God be in my head—and in my understanding
“Hagar gave this name to the LORD who spoke to her, “You are the God who sees me.” (Genesis 16: 13)
Hagar, the mother of Ishmael, driven out of her community by Abraham and Sarah experienced the gaze of another intelligence in her exile, an intelligence related to but different than her own, and called it El-Roi, Hebrew for “You are the God who sees me.”
In Beyond Words, Carl Safina writes of the powerful effect the gaze of another intelligence has on humans—the gaze of a whale. Safina quotes a researcher who has spent years studying whales (and being studied by them in turn): “When you lock eyes with them, you get the sense that they’re looking at you. It’s a steady gaze. And you feel it. Much more powerful than a dog looking at you. A dog might want your attention. The whales, it’s a different feeling. It’s more like they’re searching inside you. There’s a personal relationship that they set up with eye contact. A lot transmits in a very brief time about the intent of both sides.” Carl Safina later writes, “Other animals seem to recognize in us a kind of kindred consciousness that we often fail to recognize in them.”
Perhaps we could pay more attention to our own cravings. Don’t we actually crave the gaze of another intelligence than our own? Don’t we sense that our own form of intelligence is limited, and we seek release into a wider, a different intelligence than our own?

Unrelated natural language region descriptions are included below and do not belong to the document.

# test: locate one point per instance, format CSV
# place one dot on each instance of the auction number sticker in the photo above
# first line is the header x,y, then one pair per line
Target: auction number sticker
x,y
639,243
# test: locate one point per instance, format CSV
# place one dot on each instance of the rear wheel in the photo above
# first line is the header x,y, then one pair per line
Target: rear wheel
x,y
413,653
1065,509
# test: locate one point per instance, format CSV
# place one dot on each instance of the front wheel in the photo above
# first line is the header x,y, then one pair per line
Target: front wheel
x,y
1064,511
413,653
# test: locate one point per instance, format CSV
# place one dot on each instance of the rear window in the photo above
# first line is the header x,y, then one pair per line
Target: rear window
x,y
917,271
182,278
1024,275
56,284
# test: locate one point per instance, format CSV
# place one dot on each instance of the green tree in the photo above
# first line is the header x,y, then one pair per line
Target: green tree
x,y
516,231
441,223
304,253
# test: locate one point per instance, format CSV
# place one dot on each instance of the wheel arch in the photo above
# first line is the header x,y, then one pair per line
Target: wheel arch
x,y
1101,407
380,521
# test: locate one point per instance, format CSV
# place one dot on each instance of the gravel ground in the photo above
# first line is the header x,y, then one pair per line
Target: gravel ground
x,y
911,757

One wonders if this isn’t the intuition toward the gaze of a divine intelligence such as Hagar experienced, cast out from her community, only to be embraced by, but more to the point, seen by God, whom she then named, “The God who sees me.”

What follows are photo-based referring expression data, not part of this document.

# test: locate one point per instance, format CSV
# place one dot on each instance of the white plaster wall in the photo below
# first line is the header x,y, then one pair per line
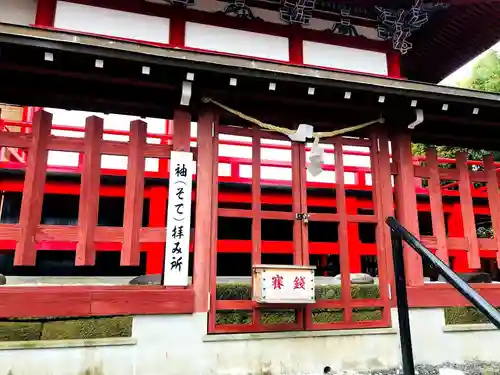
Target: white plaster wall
x,y
18,12
111,22
178,345
274,17
345,58
77,119
238,42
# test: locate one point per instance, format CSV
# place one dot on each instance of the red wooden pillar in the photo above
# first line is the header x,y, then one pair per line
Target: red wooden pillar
x,y
134,195
406,204
467,206
353,236
203,224
157,217
456,229
45,13
89,192
34,182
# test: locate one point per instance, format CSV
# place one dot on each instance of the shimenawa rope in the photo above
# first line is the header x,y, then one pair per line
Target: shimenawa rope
x,y
287,131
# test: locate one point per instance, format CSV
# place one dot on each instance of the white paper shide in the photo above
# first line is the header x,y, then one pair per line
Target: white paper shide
x,y
178,219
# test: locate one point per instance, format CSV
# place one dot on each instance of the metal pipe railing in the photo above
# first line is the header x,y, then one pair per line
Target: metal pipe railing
x,y
398,235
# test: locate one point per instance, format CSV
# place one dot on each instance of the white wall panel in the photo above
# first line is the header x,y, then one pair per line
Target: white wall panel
x,y
111,22
18,12
245,43
345,58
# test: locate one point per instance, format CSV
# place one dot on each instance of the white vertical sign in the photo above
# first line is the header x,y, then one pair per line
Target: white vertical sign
x,y
178,219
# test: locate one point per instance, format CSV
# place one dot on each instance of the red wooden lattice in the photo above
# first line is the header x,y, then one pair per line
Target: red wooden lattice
x,y
382,208
29,232
459,239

Back to our whales, though: “And God created the great sea monsters and every living creature that crawls, which the water had swarmed forth of each kind…and God saw that it was good. And God blessed them, saying, ‘Be fruitful and multiply and fill the water in the seas”
As Carl Safina says, “sea monsters” is a fair translation of the Latin, cetacea, the biological order that includes whales, porpoises, and dolphins, creatures of extraordinary intelligence.
Perhaps the whales crave another intelligence than their own when they gaze at us.
Perhaps this is as good a call to prayer as any, the last sentence in Beyond Words: How Animals Think and Feel, “There is no better prayer to morning than to feel glad to know: the greatest story is that all life is one.”
As we attend again to the song of the humpback whale in our prayers today, remember the words of the prophet Zephaniah concerning God, who “will rejoice over you with song”—surely the song of another intelligence than our own, perhaps coming to us many different ways, through many different voices than our own.
O Divine Wisdom, who dwells within the holy of holies, and whose light shines through all things created, fill our hearts, O blessed One, with the hope of a blessed future. Make all things new, return wrong to right, and cause us to walk in the ways of justice without which there can be no peace. Amen.
Over the next minute simply name your loved ones, calling each to mind in love, lifting each in the embrace of remembered love, to the God who is the source of all being.
God, grant me the serenity to accept the things I cannot change,
So have a blessed day, go in peace, wash your hands, love your neighbor: you are not alone.